Book Review: Ninth House by Leigh Bardugo

Galaxy “Alex” Stern is the most unlikely member of Yale’s freshman class. Raised in the Los Angeles hinterlands by a hippie mom, Alex dropped out of school early and into a world of shady drug dealer boyfriends, dead-end jobs, and much, much worse. By age twenty, in fact, she is the sole survivor of a horrific, unsolved multiple homicide. Some might say she’s thrown her life away. But at her hospital bed, Alex is offered a second chance: to attend one of the world’s most elite universities on a full ride. What’s the catch, and why her?

Still searching for answers to this herself, Alex arrives in New Haven tasked by her mysterious benefactors with monitoring the activities of Yale’s secret societies. These eight windowless “tombs” are well-known to be haunts of the future rich and powerful, from high-ranking politicos to Wall Street and Hollywood’s biggest players. But their occult activities are revealed to be more sinister and more extraordinary than any paranoid imagination might conceive.

If she’d been a social butterfly, they would have said she liked to drink away her pain. If she’d been a straight-A student, they would have said she’d been eaten alive by her perfectionism. There were always excuses for why girls died.

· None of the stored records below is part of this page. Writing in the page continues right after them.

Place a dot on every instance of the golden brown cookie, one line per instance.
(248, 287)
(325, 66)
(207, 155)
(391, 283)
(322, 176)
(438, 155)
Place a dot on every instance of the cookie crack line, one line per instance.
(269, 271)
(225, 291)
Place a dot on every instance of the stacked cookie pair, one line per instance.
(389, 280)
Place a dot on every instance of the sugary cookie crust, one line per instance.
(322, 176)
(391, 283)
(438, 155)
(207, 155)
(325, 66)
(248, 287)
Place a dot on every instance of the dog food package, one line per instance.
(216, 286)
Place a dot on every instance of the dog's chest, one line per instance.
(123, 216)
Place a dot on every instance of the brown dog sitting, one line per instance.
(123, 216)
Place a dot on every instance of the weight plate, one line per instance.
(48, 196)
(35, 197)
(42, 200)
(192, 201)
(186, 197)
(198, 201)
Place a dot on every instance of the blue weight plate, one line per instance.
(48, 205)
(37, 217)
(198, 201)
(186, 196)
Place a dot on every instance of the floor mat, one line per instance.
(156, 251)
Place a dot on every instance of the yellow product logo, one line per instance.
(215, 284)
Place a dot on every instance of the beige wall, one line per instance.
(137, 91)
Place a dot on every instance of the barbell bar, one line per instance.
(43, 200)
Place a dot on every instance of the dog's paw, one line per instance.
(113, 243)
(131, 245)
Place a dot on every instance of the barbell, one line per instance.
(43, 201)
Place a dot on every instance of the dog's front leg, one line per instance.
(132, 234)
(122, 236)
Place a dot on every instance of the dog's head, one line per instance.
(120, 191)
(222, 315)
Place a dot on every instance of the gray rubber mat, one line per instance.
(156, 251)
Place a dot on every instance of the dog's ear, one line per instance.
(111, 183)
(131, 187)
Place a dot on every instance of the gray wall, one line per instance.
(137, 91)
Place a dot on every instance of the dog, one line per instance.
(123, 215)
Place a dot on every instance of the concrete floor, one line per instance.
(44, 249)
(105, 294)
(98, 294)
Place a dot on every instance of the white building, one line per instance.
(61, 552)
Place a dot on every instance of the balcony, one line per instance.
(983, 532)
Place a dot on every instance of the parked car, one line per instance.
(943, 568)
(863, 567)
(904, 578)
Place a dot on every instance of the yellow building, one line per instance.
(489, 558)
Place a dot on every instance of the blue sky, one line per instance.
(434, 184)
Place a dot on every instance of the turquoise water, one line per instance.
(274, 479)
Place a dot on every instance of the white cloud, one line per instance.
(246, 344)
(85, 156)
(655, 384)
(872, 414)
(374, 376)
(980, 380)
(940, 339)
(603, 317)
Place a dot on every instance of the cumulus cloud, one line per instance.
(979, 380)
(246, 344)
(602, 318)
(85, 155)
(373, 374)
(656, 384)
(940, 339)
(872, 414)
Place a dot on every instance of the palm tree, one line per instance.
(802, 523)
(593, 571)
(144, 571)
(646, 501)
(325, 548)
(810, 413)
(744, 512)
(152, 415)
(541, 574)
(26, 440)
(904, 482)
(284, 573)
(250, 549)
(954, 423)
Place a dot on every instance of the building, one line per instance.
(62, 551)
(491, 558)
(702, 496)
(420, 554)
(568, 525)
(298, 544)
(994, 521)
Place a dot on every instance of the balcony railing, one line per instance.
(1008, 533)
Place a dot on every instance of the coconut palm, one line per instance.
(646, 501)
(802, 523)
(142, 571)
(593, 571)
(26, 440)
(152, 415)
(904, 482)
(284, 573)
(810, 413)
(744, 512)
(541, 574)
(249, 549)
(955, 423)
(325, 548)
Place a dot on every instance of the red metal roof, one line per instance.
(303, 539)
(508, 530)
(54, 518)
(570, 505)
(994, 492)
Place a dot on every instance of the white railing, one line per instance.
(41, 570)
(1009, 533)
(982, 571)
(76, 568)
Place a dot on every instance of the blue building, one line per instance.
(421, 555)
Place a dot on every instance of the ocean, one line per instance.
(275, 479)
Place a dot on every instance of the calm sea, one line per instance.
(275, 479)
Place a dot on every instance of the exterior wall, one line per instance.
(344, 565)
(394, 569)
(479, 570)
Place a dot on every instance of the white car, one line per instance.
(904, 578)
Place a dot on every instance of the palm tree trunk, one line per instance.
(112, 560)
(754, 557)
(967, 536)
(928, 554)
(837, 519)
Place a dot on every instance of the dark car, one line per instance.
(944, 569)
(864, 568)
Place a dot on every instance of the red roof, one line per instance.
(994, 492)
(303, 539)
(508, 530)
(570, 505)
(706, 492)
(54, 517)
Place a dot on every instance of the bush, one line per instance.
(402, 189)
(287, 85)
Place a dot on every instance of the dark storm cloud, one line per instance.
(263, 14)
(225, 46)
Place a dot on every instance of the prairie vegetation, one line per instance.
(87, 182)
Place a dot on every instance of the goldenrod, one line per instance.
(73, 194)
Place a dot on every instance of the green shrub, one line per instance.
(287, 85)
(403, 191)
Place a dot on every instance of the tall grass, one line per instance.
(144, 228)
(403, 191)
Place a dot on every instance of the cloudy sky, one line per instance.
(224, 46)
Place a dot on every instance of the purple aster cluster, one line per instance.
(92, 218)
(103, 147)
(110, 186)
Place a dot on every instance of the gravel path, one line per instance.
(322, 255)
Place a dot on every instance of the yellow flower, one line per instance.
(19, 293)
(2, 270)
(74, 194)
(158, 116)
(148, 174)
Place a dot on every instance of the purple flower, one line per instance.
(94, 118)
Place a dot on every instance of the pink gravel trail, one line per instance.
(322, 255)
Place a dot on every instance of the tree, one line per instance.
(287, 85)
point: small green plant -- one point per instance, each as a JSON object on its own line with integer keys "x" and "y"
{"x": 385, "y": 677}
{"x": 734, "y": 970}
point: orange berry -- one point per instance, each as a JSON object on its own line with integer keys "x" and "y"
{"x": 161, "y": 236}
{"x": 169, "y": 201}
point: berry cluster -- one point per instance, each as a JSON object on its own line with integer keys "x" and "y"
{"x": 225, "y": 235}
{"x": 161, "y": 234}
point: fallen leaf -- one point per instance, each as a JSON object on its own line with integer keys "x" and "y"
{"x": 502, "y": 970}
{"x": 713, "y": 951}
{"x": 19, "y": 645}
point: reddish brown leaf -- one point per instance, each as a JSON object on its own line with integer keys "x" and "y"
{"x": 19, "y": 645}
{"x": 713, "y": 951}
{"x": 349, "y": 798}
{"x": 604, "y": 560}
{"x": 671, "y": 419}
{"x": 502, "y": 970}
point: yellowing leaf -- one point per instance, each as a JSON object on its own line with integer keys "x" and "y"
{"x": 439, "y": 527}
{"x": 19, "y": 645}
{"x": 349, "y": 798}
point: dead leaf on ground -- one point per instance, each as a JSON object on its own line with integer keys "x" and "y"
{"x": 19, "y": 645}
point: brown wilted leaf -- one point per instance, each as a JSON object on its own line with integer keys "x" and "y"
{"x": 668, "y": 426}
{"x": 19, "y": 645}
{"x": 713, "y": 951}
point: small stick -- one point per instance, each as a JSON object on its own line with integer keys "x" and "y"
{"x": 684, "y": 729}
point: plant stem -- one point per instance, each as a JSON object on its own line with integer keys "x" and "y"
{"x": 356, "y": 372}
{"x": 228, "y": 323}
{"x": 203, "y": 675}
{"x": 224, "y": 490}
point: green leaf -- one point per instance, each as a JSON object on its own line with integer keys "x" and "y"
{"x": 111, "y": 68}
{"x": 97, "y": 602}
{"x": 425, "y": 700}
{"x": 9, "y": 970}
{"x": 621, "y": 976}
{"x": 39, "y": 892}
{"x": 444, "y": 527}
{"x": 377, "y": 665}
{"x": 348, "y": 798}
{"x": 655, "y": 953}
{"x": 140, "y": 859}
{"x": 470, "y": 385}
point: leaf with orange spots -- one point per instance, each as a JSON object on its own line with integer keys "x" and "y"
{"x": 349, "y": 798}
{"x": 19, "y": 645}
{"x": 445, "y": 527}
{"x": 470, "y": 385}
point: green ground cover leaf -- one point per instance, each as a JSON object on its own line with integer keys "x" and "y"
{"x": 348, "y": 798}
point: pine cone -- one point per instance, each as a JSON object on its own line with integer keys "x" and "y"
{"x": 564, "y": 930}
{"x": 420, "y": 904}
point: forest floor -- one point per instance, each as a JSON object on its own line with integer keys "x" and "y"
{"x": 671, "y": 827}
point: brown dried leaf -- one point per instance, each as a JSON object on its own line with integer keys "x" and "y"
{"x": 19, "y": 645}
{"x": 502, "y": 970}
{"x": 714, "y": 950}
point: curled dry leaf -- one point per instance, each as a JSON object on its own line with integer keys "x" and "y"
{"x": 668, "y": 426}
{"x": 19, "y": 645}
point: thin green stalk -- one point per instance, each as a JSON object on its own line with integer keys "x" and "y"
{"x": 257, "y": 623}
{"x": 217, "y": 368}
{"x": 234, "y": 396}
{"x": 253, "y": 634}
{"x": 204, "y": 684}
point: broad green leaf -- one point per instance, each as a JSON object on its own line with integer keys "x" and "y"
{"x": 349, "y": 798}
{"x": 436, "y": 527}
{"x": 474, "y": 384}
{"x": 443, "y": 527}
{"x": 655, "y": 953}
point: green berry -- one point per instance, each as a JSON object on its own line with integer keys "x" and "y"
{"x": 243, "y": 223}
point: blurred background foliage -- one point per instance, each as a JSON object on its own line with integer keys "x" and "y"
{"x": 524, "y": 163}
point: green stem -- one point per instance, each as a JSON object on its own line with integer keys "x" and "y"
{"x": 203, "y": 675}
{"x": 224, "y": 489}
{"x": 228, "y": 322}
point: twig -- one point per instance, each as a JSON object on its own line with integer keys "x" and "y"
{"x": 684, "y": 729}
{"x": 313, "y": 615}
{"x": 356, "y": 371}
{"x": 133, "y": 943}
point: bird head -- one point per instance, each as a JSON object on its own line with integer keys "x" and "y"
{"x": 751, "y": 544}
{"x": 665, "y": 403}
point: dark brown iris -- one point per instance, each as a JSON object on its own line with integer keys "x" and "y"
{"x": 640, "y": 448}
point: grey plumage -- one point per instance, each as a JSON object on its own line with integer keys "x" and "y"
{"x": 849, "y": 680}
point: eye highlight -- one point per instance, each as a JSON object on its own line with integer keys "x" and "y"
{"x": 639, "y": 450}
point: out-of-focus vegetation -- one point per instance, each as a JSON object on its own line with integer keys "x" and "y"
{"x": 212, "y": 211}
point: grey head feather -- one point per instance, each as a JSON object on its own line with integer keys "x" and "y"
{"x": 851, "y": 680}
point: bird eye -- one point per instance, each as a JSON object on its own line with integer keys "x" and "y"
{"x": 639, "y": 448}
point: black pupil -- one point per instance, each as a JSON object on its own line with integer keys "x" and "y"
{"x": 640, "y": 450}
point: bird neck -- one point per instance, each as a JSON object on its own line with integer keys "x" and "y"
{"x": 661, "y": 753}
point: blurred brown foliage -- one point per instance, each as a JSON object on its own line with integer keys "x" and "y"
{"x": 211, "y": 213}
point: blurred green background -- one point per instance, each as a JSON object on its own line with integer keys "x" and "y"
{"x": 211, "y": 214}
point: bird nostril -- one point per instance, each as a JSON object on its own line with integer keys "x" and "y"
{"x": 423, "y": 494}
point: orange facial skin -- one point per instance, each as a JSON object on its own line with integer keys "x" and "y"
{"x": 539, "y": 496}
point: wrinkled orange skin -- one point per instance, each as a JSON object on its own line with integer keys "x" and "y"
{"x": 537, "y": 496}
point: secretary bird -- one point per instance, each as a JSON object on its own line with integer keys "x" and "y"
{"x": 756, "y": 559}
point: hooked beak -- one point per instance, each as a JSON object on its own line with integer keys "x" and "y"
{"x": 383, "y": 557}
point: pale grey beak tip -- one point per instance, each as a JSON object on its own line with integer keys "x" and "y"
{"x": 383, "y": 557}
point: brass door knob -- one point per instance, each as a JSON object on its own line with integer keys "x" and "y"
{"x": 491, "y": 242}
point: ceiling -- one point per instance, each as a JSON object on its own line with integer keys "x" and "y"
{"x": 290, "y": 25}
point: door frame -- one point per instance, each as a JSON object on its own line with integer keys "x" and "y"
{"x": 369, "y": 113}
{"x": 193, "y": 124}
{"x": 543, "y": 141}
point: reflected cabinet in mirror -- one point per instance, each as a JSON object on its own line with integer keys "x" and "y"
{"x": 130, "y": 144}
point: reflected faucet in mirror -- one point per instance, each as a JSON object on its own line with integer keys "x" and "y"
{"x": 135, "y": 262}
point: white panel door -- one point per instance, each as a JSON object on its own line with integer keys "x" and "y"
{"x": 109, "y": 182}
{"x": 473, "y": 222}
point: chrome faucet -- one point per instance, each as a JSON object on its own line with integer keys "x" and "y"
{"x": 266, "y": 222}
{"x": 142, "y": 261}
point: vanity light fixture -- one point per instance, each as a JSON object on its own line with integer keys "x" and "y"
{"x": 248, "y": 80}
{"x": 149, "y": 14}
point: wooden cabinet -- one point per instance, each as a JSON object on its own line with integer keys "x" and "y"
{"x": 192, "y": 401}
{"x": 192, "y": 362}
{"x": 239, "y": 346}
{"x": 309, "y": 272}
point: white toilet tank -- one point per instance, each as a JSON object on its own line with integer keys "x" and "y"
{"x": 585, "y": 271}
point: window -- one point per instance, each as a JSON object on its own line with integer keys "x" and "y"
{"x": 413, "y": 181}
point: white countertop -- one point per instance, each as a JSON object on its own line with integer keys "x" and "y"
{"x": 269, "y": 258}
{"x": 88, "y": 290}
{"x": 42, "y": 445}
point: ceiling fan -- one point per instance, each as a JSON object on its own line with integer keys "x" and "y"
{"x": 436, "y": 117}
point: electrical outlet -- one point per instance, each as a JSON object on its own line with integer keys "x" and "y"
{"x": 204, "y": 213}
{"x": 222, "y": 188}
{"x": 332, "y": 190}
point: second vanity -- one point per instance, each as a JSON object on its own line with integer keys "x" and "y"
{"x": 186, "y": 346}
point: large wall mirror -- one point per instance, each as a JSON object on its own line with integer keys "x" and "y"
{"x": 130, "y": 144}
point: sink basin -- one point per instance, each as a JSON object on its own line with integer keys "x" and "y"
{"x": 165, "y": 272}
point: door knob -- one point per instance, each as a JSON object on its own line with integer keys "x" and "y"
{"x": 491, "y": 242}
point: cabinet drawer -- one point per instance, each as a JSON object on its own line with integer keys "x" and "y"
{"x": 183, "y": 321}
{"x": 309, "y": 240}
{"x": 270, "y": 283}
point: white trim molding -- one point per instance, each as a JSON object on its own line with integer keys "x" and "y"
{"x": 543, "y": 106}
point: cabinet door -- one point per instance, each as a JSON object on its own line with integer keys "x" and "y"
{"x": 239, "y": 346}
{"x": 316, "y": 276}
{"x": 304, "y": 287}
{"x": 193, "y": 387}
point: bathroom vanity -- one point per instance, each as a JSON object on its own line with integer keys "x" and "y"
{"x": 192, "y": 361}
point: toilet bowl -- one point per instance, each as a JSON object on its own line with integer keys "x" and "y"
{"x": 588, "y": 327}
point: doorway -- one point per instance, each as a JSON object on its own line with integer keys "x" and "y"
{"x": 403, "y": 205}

Before starting Ninth House I wasn’t sure how much magic to expect from the novel. I knew that it mentioned secret societies and occult activities but I wasn’t entirely sure where these would go; whether the magic would be something that you could see or ritualistic; whether the main character would believe in such things or not. So to pick up this book and receive a world where there were many different societies, each specializing in different types of magic, and where ghosts walked the earth was a rather pleasant surprise. The magical and mystical worked superbly within the pages of Ninth House and I absolutely adored the world that Leigh Bardugo created. Academia blended with the supernatural so seamlessly that it felt like a world that truly could exist. The writing was brilliant too although I will admit that at the start of the novel there were quite a lot of references that I couldn’t place and as a result it did take me a little while to get into the flow of the story. Once I was hooked it was hard to put this book down though.

The characters in this book were wonderfully well thought out and developed. Alex was a bit hard to relate to at times, perhaps due to how she hid her true self away, but I definitely felt for her given everything that she’d endured over the years. I loved the way that she wanted to stand up for ‘girls like her’. All of her past – everything that made her the person that she is today – was just terrifically well thought out and detailed too. My favourite character was definitely Darlington; somehow over the course of the novel I came to love his character so much. And with time I came to enjoy Dawes character too, along with several other surprising individuals. The villains from this book deserve a mention too because they were just superb. Like the other characters they were well written with fleshed out motivations and, when shared, interesting back stories.

The story itself was incredibly well plotted and thought out. Everything came together in a way that I wouldn’t have seen coming and kept me guessing from page one. As stated above once I was hooked it was hard to put this book down and that’s so true – once the story got going this book was utterly compelling. The plot, the characters, the magic… everything just came together so wonderfully. I loved learning about Lethe and the other houses; I love reading snippets of their history too. This book is incredibly dark at times though too so please bare that in mind and, if you have any triggers, I’d definitely recommend checking out the trigger warnings.

Altogether I thoroughly enjoyed reading Ninth House and found myself glued to its pages, wanting to unravel exactly what was going on. After the ending I definitely can’t wait for book two to come out, I have a feeling that with it’s possible setting it’ll be even more addictive than the first book in the series. So yes I recommend this book if you’re looking for a dark, atmospheric mystery with a surprisingly varied cast of characters.

Check out Ninth House on Goodreads here.

I’m aware that some people may find these warnings potentially spoiling so click the link below if you want to know them in advance. Also sorry if I missed any; I have tried to at least include the ones that majorly stood out to me.

Trigger Warnings:Sexual Assault, Rape (including of a minor), Drug Use, Overdoses, Consumption Of Bodily Fluids, Death, Murder, Drowning & Extreme Violence/Gore.

I strive to keep my reviews completely spoiler free but if anyone wants to discuss anything about the book in more detail (or just give me an excuse to gush about it) then feel free to contact me in the comment section below.


8 thoughts on “Book Review: Ninth House by Leigh Bardugo

    1. Thank you (: I saw some fairly mixed reviews but held off on reading any until I had a chance to read the book as I wanted to go into it knowing as little as possible. I was worried by the mixed ratings though and can understand them given some of the dark content and at the start it did take me a little while to get into but the story was so compelling once I was hooked (:

      Liked by 1 person

  1. This is going to be one of my reads soon, and I’m so glad to hear see such a positive review. I too have been seeing some fairly mixed opinions so I’ll be going in with my expectations tempered, but I think I’ll probably enjoy this based on some of things here!